When state lawmakers began the spring legislative session in January, they had grand ideas about finally changing the way Illinoisans pay for public schools and deregulating the state’s electrical utilities.
But after months of tireless debate, lawmakers adjourned early Sunday morning with the ignominy of having done neither.
Perhaps more than any legislative session in recent history, Illinois lawmakers could be remembered more for what they did not do than for what they did, having also failed to act on other areas such as regulating managed health care and giving parents a tax credit for their children’s college education.
And there was the plight of Illinois Supreme Court Justice James Heiple, who escaped impeachment charges after a lengthy series of House hearings.
Still, the legislative session had its highlights.
– Driving: Lawmakers endorsed a reduction in the state’s legal blood-alcohol intoxication limit for motorists to 0.08 percent from 0.10 percent and approved increased damages from taverns covered by dram shop insurance.
Prompted by a fatal accident in Crete last year, the legislature also toughened rules and penalties for hit-and-run accidents. And in response to the 1995 school bus-train accident that killed seven high-school students, lawmakers ordered Metra trains slowed to 50 m.p.h. from 70 m.p.h. through Fox River Grove.
– Campaign reform: Senate Republicans sent plans for comprehensive campaign reforms to summer hearings, but lawmakers approved plans to put financial reports on the Internet and removed the requirement that members of the public give their names and reasons for wanting to inspect campaign finance forms.
– Health issues: Lawmakers also voted to ban certain late-term abortion procedures.

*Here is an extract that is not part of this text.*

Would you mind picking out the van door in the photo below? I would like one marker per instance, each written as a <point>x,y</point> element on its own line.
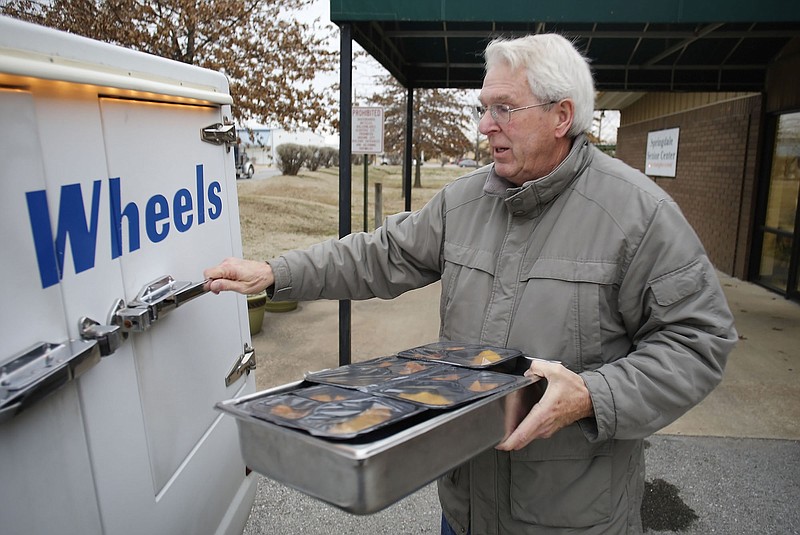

The General Assembly also recommended to Gov. Jim Edgar that health insurers cover longer hospital stays after breast cancer surgery. And DNA test results from physicians will be kept confidential from employers or insurers.
– Gambling: Much talk but no action resulted from attempts by gaming lobbyists to expand casino gambling to Chicago, Rosemont and Lake County, and to add slot machines at Arlington International Racetrack.
– College: Edgar received measures that would allow parents to prepay their children’s college tuition, guaranteeing coverage of the future cost of attending public universities and community colleges across the state.
– Insurance: Legislators authorized some 600 state banks and financial institutions to begin selling insurance for the first time since the Great Depression.